いつも俺が、何を一番に考えて行動してきたのか、
鏡夜が知らないはずがないのに、
なんで鏡夜がそんな酷い言葉を連ねて、
今と言う幸せを壊すのかが分からなくて、
第三音楽室を飛び出した直後は、涙ぐんでしまったのだけれど。

「俺が決めないと、却って、皆を傷つける……?」

周りの皆のことを考えている、と言えば聞こえはいいが、
それは結局、自分がハルヒに対して行動を起こすことが、
鏡夜や、双子達、それ以外にも沢山の人を傷つけると、
自分が『勝手に』決めつけていただけのこと。

そして、さらに悪いことに、
そのことにずっと無自覚のまま、
自分の描く『幸せの形』を、周りの皆に押しつけてしまっていた。


周りの人間の心の強さを信じもしないで。



可愛らしくて、時には頑固で。
強くて、時には不器用で。
無邪気で、時には的確に物事を追求して。
興味がなさそうな素振りをして、実は周りのことを良く見てたりいる。

藤岡ハルヒ。

今、俺の近くに居る、、こんなにも素敵な彼女の存在は……。


『今のお前の周りには、
 かつての私がなかなか見つけられないでいた大切なものを、
 もう見つけられるだけの条件がちゃんと揃っている。
 だから、お前は私のように、後悔することないよう、しっかり考えなさい。
 これからの自分にとって大切なものが、一体なんなのか』




何にも代え難い、一番大切な幸せの光。



【ほら手を伸ばせば、すぐそこにある】 


もしかしてこれが……父さんからの宿題の答え……?


「モリ先輩。
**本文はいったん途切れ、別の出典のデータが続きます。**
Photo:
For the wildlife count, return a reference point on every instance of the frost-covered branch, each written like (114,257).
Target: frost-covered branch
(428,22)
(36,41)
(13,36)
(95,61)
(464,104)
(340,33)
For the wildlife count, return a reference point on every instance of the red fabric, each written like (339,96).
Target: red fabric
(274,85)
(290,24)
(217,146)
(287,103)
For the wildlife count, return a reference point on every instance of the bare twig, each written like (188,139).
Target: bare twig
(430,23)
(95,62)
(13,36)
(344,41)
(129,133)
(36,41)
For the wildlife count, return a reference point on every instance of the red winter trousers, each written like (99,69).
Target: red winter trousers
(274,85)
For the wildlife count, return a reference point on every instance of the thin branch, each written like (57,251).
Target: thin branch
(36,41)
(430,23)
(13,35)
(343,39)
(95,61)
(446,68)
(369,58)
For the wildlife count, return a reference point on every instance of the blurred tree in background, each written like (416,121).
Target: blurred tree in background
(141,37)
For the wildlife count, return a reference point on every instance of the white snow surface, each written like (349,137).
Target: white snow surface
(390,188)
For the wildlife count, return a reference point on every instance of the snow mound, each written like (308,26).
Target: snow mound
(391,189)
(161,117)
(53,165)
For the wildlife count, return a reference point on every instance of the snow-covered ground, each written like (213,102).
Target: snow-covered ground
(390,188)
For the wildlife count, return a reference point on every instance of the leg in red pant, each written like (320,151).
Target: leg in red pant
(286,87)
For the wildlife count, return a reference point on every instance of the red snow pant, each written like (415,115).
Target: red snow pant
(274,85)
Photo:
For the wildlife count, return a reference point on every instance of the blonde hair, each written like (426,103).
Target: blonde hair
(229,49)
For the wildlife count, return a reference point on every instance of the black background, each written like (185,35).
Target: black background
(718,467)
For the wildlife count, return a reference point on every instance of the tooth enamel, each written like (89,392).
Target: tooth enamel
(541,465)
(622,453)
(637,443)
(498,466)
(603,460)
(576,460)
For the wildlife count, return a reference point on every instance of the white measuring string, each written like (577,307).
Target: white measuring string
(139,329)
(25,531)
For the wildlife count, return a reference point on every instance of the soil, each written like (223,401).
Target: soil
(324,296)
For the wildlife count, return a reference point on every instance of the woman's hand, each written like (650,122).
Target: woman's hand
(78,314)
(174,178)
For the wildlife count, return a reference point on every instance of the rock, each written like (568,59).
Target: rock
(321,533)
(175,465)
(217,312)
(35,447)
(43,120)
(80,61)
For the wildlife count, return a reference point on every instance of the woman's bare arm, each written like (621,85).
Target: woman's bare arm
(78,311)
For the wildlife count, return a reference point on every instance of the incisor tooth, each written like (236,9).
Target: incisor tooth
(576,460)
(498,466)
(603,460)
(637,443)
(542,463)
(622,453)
やっと、分かりました。俺は……
「分かったなら、それでいい」

環がばっと顔をあげ、
ようやく整理できたハルヒへの想いを口にしようとしたら、
崇は間髪いれずに言葉を割り込ませると、静かに立ち上がった。

今日、環と南校舎前でぶつかってから、
ずっと無表情だった崇の顔に、
この時初めて、とても穏やかな笑顔が浮かんだ。